The husband does his part and brings the dogs to Julie for a pet at least twice a week. Julie has a remarkable and resilient spirit and has continually taught me about the universality of love.  Her birthday approaches in early September, and her abiding life cannot help but be inspirational despite her obstacles.

Bark if You Love Julie!

Sunday, August 9, 2015

Outside Art: Painted Fence Update

Last summer was the advent of painting our fences with happy flowers.  Yesterday and today, I decided to update the east fence with a big ol' sunflower.  All acrylic, all half way peeling, and all flowers in need of a bit of fresh lacquer; or in this case, acrylics.

This is how it looks from the patio, not nearly so "in your face."

Except there might need to be a bee on the head of that sunflower.  We shall see how it feels later today.

A year ago in April and the west fence, which also needs a refreshment of paint:

Thursday, August 6, 2015

Crochet Bowls, Again

Simply, I cannot get enough kale crisps, cashews, chocolate bites, or crochet bowls.  Luckily, the bowls have no calories, albeit they are addictive once one gets cotton yarns in hand.

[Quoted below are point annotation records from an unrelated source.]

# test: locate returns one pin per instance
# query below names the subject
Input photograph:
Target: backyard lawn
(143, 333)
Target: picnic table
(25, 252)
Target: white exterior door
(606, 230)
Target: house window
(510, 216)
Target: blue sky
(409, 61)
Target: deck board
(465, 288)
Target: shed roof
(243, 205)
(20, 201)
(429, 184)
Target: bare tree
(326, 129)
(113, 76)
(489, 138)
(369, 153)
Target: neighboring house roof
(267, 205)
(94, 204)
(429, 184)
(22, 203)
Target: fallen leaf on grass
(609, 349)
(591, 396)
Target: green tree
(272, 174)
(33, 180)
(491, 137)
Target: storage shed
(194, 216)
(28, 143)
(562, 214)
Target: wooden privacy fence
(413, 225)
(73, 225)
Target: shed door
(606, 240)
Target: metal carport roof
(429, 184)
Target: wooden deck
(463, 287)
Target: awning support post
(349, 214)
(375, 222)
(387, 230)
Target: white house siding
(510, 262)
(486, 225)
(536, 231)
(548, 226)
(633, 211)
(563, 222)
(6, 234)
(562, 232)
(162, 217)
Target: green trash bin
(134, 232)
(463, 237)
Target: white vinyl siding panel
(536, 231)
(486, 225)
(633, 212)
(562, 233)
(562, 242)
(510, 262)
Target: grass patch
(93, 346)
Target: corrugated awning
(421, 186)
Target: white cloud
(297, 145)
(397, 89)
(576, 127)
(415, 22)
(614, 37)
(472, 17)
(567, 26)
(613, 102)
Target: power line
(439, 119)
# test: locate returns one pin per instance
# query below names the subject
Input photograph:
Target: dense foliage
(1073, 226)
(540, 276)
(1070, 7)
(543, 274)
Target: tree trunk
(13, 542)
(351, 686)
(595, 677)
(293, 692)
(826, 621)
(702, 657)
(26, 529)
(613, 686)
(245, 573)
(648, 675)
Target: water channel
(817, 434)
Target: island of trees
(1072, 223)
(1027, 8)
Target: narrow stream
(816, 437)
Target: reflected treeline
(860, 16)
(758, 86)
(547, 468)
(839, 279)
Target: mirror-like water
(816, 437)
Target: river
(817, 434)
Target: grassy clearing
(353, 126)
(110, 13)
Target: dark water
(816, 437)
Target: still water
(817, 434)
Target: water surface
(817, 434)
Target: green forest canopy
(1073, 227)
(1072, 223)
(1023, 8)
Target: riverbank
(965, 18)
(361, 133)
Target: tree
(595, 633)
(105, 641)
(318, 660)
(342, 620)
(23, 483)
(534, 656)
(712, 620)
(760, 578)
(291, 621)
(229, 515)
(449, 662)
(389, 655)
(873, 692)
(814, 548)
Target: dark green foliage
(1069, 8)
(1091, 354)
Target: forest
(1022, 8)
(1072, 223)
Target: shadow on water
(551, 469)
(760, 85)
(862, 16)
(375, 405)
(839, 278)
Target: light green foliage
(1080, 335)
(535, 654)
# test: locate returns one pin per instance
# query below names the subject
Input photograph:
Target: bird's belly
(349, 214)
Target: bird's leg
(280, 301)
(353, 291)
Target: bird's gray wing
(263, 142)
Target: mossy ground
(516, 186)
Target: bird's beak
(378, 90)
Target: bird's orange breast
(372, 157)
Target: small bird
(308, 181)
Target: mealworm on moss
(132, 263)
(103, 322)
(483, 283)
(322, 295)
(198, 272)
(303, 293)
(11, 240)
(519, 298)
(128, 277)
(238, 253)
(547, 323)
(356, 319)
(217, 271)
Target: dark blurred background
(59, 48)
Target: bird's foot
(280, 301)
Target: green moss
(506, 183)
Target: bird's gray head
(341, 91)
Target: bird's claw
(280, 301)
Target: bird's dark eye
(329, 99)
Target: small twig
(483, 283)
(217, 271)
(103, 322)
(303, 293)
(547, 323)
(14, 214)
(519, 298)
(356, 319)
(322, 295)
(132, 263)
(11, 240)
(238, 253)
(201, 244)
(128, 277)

These bowls I make all the time from a pattern similar to this one on Ravelry, holding contrasting colors of yarns together while doing a single crochet.

Seed packets from friend Carol, who encourages good gardening habits for Mesa Manor.

Mr. Bear, above, was a gift from Auntie to Julie while in hospital.

Several have been given away, and did not have the opportunity to display themselves to my camera before going off to new homes.

These were made in February of this year:

Sunday, August 2, 2015

Hand Dying Wool

Remember that gorgeous hand spun wool John sent me from Australia? We played Scrabble online the other day and he said he had dyed some of his wool.  He was kind enough to forward me a web site he had used in dying wool.  The instructions were easy to decipher, so I decided to dye up some of the wool he sent using food coloring.

Basically, this is it: Soak wool in 1 quart water per100 grams wool, and a solution of vinegar water: 4 Tbsp. vinegar to one quart water, and soak for an hour.  While soaking, I mixed up colors to dye the wool teal and lime green.

For Teal: 2 TBSP Green food coloring, 4 TBSP Blue food coloring
For Lime Green: 3 TBSP Yellow food coloring, 1 TBSP Green food coloring

Website Australian Organic Wool says:
Soak skein in tepid water with 4 Tbsp of vinegar per quart of water for an hour before dyeing. 
Mix up your colors then add the water and the dyeing solution to the pot. Add the yarn and heat until it is just below boiling point – steam will be coming off the surface of the dye bath.  Continue to simmer and stir gently until all the color in the pot has been absorbed by the wool and the remaining water is clear. This will take less than 10 minutes.
Trouble shooting tip: If your yarn will not take the dye you may be using wool that is too coarse. Coarse wools only absorb small amounts of color. The best wool for dying is fine and superfine classes of wool.  
Allow to cool then pour yarn into colander and rinse with tap water until all residue colour has run out. Dry out of direct sunlight.
 So... Here is the first attempt at dyeing a lime green along with a darker green, hand painted on plastic by the "pour method;" I liked it.

Then on to dyeing a second skein of wool. This one I wanted a teal color, but the first attempt at achieving teal blue resulted in too light a shade, and looked a little muddy; note the right hand skein of sickly blue:

Back to the dye pot it went, and simmered for 40 minutes, not the original ten minutes that was suggested in the instructions.  This is the resulting color blue, which in my humble estimation is much prettier, and more vibrant:

Now I am anxious to knit these two colors into a striped shawl.  It might take a while, but as my brother says, "what's time to a hog or a  (insert your favorite word here)?"  Here, here, what's time to a hog or a knitter?